Most taxpayers will likely agree that the U.S. tax code is complicated and hard to understand. So, naturally, a few common tax myths have popped up over the years. And some of the most common myths revolve around tax deductions.

Some tax deductions that seem completely legitimate are actually fake, while others that seem unusual or even silly qualify for beneficial tax treatment. Here’s a look at tax myths and truths to help you claim the correct tax deductions.

Truth. As with many things in the tax code, your ability to deduct an expense depends on its legitimacy, usually for business or medical purposes. While you can’t deduct every meal you feed the family dog, there’s a surprising range of instances where you can deduct pet expenses.

On a business level, if your pet generates income for you, you’ll likely be able to fully deduct your “ordinary and necessary” pet expenses. For example, if you own a dog that’s in commercials, you might be able to deduct your pet expenses. If you raise horses for breeding, that can also constitute a business. So, your animal expenses are likely deductible.

Going outside the box a little more, one junkyard owner was able to deduct the cost of cat food. Why was this deduction allowed? Because the owner used the food to attract neighborhood cats, who subsequently kept his yard pest-free.

You can also get a medical deduction for certain pet expenses. For example, if you need a guide dog or service animal, the IRS allows deductions for the costs of buying, training and maintaining that animal, including food, veterinary care and grooming.


Lie. Since the IRS can be fairly generous about claiming tax deductions for business expenses, it might seem logical that your costs for driving to and from work every day should be deductible. Unfortunately, that is simply a tax myth.

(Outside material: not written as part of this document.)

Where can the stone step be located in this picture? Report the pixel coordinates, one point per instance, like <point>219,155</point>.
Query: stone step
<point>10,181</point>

Yes, you might be able to convince yourself and others that driving to work should fall under the category of a business expense. Unfortunately, the IRS clearly states the daily transportation expenses you incur when traveling from home to the office are generally nondeductible.

But, as with most IRS regulations, there are certain exceptions. You might be able to snag a transportation deduction in certain scenarios. A few examples include (but are not limited to):

  • Traveling to a temporary workplace outside the metro area where you live
  • Seeing customers or clients
  • Going to a business meeting that isn’t held at your normal workplace

Otherwise, you’ll just have to bear the costs of fuel, maintenance, depreciation or public transportation on your own.